Pierwszy strzał
Otrzymujesz walizkę. W środku znajduje się niezarejestrowany pistolet, 100 naboi nie do wyśledzenia, i dokumenty, z których dowiadujesz się kto dokumentnie zniszczył Ci życie. Co robisz? Właśnie przed takim dylematem stają bohaterowie serii Briana Azzarello i Eduardo Risso. To intrygujący pomysł, dający autorom spore pole do popisu, i obaj panowie skrzętnie wykorzystują otwarte przed nimi możliwości.

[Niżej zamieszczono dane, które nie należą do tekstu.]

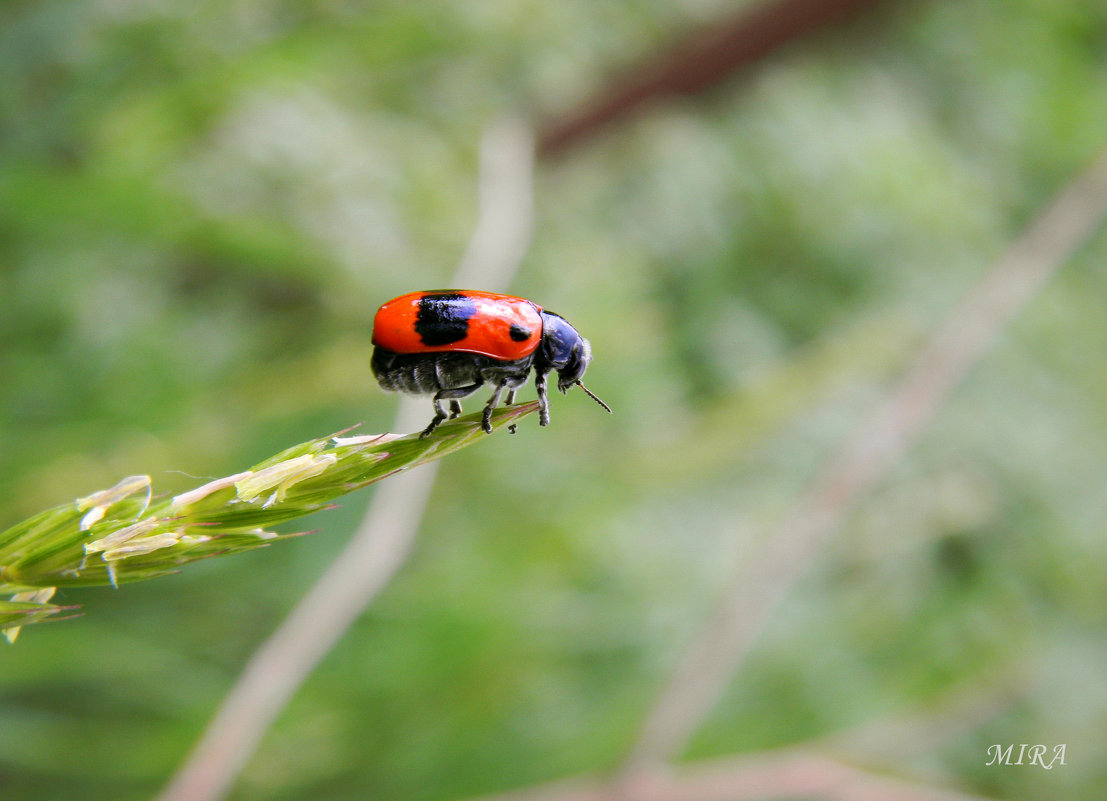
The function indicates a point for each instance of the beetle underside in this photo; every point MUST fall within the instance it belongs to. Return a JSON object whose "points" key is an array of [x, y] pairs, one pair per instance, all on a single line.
{"points": [[453, 375]]}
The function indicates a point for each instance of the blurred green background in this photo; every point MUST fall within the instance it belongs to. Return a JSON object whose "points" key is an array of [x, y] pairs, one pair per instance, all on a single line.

Azzarello odwiedzając parę lat temu festiwal w Łodzi wspominał okoliczności, w jakich narodził się w jego głowie pomysł na cykl. Jechał autostradą, gdy ktoś zajechał mu drogę, więc warknął ‚gdybym mógł, to zabił bym tego typa!’, na co kolega siedzący obok odrzekł ‚naprawdę byś to zrobił?’. Właśnie z tej scenki wyewoluował agent Graves, tajemniczy starszy mężczyzna w garniturze, który pojawia się nieoczekiwanie z aktówką o zabójczej zawartości.
Sceny z życia półświatka
Graves to dwuznaczna postać – niesie możliwość zemsty lub odkupienia, ale jednak robi to zwykle w dość interesowny sposób. Pomaga, pozwalając rozliczyć się z przeszłością, ale zwykle gra też w swoją grę, której zasad nie zdradza. Poznajemy natomiast kolejne postaci i kolejne scenki, tworzące pewien luźny ciąg przyczynowo-skutkowy. To sceny z życia półświatka przestępczego mieszkańców przedmieść amerykańskich metropolii. To często bohaterowie o złamanym życiorysie, rzezimieszki z mniejszości rasowych czy etnicznych, recydywiści, kanciarze. Dostają na talerzu szansę, na Zmianę, ale gdy decydują się z niej skorzystać, zwykle zaczynają się kłopoty, bo nie wiedzą, w co się wplątali. Wie to Graves, wiedzą to autorzy komiksu, ale my się jeszcze tego nie dowiadujemy, bo scenariusz gra tu na naszej ciekawości.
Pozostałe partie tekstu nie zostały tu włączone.